What is Tech4Good?

11 minute read

This is part 1 of a 3-part series on Tech4Good. Would love to know what you think — and follow me to get updates about the next installments!

“But [computers] are useless. They can only give you answers.” — Pablo Picasso

Defining ‘Technology for Good’

Technology has certainly transformed the world. We can look back 1,000 years and find significant technological achievements in language, writing, migration, medicine, and more — or even look back only in the last 50 years to find mobile phones, GPS, and the creation of the Internet. The changes have come slowly and evolved with society in some cases, quickly and disruptive in others. But the changes haven’t always been a net positive for the world, and their impact has been anything but equally distributed. Some changes have seen global distributions (the Green Revolution, electricity), and others are limited to those with means (access to the Internet, life-saving vaccines and medicines).

“Technology for Good” (Tech4Good) is the focus of applying technologies explicitly for the greater good. Tech4Good approaches technology and its use within the greater ecosystem — how will it be used, by whom, how will it be sustained, what is being changed explicitly, what are potential second and third order effects of such an intervention.

Tech4Good is about taking a step back from magic bullets, techno-solutionism, and hyped fads to understand the complex ecosystem of people, information, economics, psychology, history, and culture and how technology can be leveraged to make a positive difference.

And then, crucially, it’s acting on that understanding.

Tech4Good has three core themes that are integral to understanding the approach and perspective of leveraging technology for social good.

1. A focus on people

A Tech4Good approach looks at technologies, information, data, and communications through the lens of how it affects *people. *It’s people first — not technology first.
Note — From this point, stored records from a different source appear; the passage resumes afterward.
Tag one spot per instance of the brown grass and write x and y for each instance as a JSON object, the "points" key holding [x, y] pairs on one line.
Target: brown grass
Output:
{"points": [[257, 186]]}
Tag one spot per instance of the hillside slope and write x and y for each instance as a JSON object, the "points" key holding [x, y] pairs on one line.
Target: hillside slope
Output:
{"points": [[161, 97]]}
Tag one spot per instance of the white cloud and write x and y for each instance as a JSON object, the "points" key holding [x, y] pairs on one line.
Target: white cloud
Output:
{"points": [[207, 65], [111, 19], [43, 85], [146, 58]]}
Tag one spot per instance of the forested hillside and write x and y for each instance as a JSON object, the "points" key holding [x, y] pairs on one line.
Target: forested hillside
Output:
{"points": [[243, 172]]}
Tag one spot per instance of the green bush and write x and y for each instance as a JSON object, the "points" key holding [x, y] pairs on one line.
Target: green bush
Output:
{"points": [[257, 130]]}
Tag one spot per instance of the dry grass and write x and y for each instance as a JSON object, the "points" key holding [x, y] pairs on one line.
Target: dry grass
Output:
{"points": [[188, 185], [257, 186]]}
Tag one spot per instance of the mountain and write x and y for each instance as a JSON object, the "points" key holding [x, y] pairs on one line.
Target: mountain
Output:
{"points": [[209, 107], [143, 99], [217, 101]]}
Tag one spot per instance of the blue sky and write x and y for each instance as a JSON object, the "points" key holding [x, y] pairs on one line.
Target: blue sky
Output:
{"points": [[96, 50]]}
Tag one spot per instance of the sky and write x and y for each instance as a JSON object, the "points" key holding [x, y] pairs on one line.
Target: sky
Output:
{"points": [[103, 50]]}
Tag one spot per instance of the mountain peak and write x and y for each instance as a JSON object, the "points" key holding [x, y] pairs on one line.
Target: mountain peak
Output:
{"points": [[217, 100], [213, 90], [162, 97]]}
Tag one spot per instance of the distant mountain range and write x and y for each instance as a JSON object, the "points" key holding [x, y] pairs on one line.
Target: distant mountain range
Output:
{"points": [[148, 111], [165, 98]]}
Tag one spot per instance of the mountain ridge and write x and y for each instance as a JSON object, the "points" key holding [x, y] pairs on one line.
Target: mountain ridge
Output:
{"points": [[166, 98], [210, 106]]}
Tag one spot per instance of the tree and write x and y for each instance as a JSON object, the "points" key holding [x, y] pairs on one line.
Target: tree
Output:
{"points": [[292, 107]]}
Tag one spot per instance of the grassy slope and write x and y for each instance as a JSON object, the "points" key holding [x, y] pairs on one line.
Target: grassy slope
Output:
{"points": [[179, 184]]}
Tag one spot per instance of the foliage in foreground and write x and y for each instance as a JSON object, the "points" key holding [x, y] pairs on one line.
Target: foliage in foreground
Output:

Rather than simply looking at the diffusion of a technology or innovation through its functionality (as we understand it), Tech4Good holds constant person or the end user as the focus. This might seem obvious to many, that people are obviously the important stakeholders here — but is actually in fairly stark contrast to real-world examples that prioritize market solutions, the features of a technology itself, etc. This is not to say that a focus on engineering features, functional specifications, market strategies, government incentives, etc. are necessarily at odds with people-centered approaches — often they are not. But often they can be, and crucially, this can change over time as well, and when you don’t hold *people *constant as the your end goal, the project can shift under our feet without us noticing.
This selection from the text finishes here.